Recently, Oppenheimer’s analysts lowered their estimate of target price for Schlumberger Limited (NYSE:SLB), which is an oil service company. The share price was brought down to $101 from $110, yet, the company maintains the status of outperform.

Oppenheimer’s leading oil services analyst, James Schumm, says that this downfall was a result of overall lowered drilling activity in the U.S. A downward sloping trend in the activity was noticed in the oil service company, as many producers reduced their activities to bring down their spending. Discovery of idle rigs has also reduced the activities on part of the oil services companies. These factors explain why Schlumberger Limited (NYSE:SLB) has been declining in its activities and why the revenue for the company’s current quarter is considerably lower than the company’s last quarter. It is being predicted that revenues will further fall in the coming quarter.

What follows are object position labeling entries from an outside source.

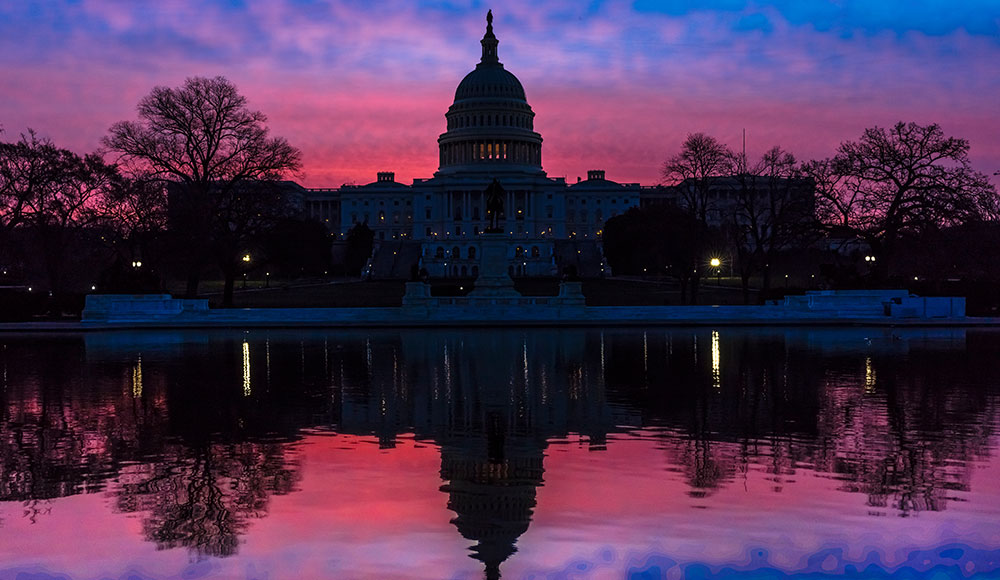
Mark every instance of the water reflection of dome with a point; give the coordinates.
(491, 488)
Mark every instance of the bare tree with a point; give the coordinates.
(53, 194)
(909, 178)
(838, 197)
(692, 170)
(204, 139)
(774, 211)
(134, 219)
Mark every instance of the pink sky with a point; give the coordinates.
(364, 88)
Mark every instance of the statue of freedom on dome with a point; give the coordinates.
(494, 205)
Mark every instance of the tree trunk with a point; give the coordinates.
(765, 283)
(227, 291)
(194, 276)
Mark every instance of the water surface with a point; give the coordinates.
(658, 453)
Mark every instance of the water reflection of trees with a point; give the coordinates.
(203, 498)
(192, 431)
(180, 444)
(893, 415)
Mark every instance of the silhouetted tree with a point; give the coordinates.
(58, 195)
(906, 179)
(657, 239)
(700, 159)
(204, 139)
(133, 218)
(360, 240)
(243, 218)
(22, 170)
(774, 212)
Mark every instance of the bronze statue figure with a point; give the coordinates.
(495, 195)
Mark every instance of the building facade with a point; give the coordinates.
(438, 221)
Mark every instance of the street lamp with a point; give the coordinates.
(246, 260)
(717, 263)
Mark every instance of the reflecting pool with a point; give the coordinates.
(534, 453)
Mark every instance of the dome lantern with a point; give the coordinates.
(490, 124)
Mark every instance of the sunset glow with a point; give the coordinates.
(363, 88)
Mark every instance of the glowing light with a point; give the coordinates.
(716, 359)
(869, 376)
(137, 378)
(246, 369)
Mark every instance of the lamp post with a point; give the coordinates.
(246, 263)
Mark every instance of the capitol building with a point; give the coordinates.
(437, 223)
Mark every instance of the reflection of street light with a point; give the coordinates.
(715, 263)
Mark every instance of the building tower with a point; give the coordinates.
(490, 124)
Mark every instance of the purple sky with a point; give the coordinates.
(616, 86)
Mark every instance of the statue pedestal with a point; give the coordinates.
(494, 280)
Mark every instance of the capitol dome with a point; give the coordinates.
(490, 124)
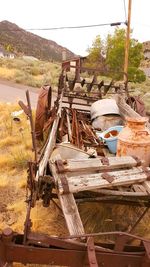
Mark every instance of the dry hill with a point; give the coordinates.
(26, 43)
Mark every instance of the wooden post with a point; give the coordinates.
(127, 41)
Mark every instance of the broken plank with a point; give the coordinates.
(139, 188)
(94, 181)
(146, 185)
(69, 207)
(99, 164)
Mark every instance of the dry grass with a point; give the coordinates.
(28, 72)
(15, 150)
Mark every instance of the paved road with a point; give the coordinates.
(13, 93)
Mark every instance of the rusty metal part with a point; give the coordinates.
(109, 178)
(105, 161)
(61, 170)
(28, 111)
(147, 172)
(139, 162)
(91, 252)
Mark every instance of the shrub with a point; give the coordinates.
(136, 75)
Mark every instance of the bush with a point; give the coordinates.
(136, 75)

However, this isn’t as bad as it sounds. It is expected that the decline in the activity will stop somewhere in the mid of the year. This is due to the slight stability in the drilling activity that this sector will be able to achieve by the mid of this year. Once stability is achieved, it is expected that the market will once again bounce back up. Thus, by the end of this year an increase in oil service activity is expected.

However, analysts’ predictions should not be taken as a final verdict. There are several factors that affect the market. Predictions regarding market trends are usually based on assumptions that analysts make regarding these factors, thus, there is no surety that something is bound to happen or is not bound to happen. Thus, the price targets and ratings are mere prediction, so there is nothing serious to fret about. Stability in the market can come before the mid of the year and the share price might bounce back before it is expected. There is no reason to say right now that Schlumberger Limited (NYSE:SLB) will not see a price up soon.

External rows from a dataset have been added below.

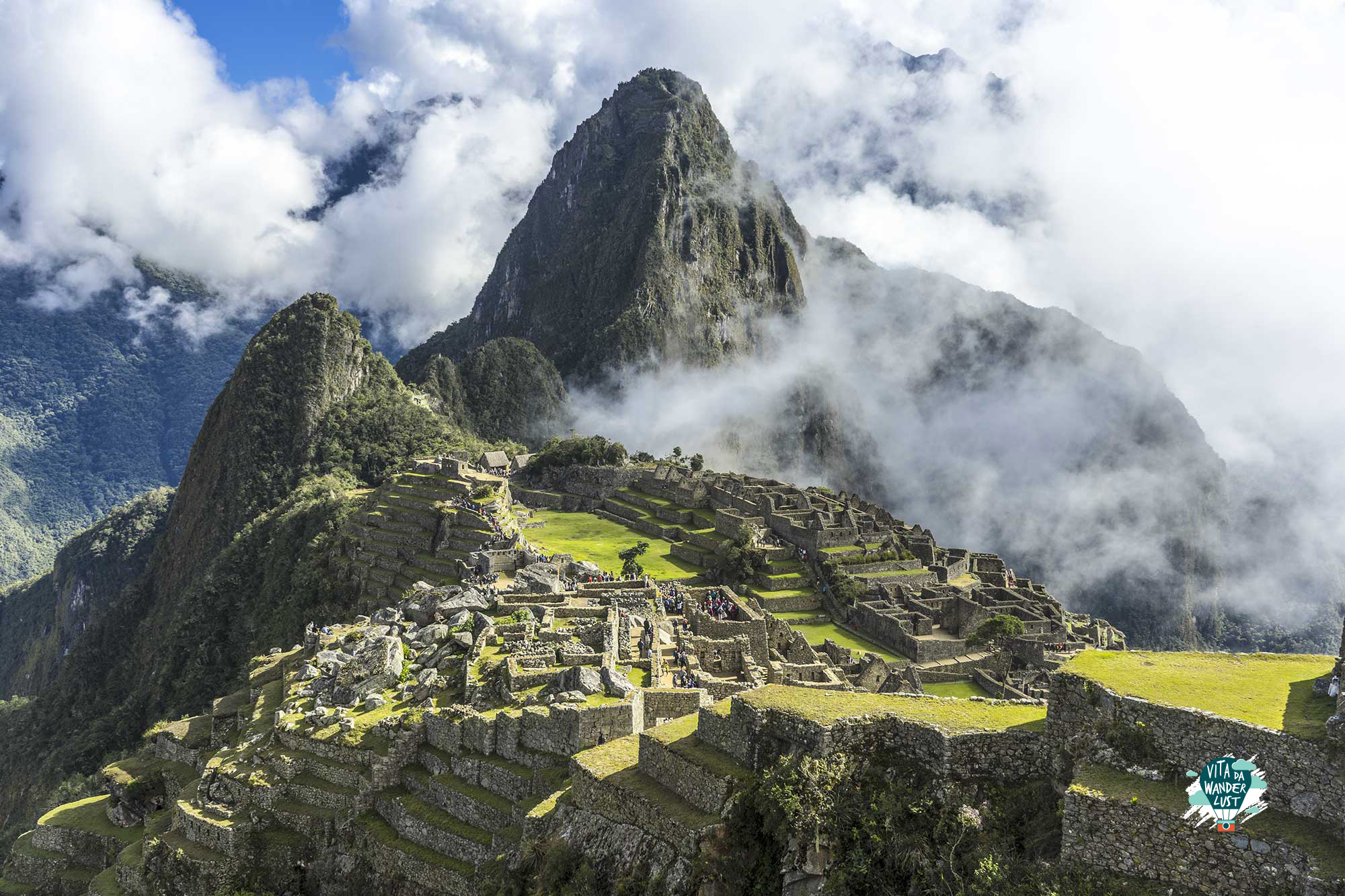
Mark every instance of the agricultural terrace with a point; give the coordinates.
(956, 689)
(597, 540)
(1274, 690)
(949, 716)
(820, 631)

Investors must not solely rely upon the Oppenheimer analysts’ report as many analysts are looking at several remote possibilities as to why the shares might not bounce back or why the company’s activity rate will not improve. The report does not gives the investors a fair idea of the fact that the company certainly has chance of improvement and the activities on its part can definitely go up.

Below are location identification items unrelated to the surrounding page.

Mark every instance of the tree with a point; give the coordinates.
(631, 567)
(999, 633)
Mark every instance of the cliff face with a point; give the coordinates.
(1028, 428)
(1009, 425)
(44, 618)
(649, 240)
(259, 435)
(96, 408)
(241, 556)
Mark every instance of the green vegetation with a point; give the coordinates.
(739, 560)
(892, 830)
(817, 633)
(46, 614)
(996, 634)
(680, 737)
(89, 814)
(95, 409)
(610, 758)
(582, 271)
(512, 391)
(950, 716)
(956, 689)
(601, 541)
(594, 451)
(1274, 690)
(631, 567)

The major reason due to which nothing definitive can be said regarding Schlumberger Limited (NYSE:SLB) is that oil in itself is a very cyclical commodity, thus, anything can happen in this market sector. Thus, instead of getting hysterical over the dropping share price, this is a good opportunity for many investors to buy some more shares. Schlumberger Limited (NYSE:SLB) has been amongst the best oil services company and the investing in it would not bring any serious disappointment. Thus, while the share prices are low, it is a perfect opportunity to invest.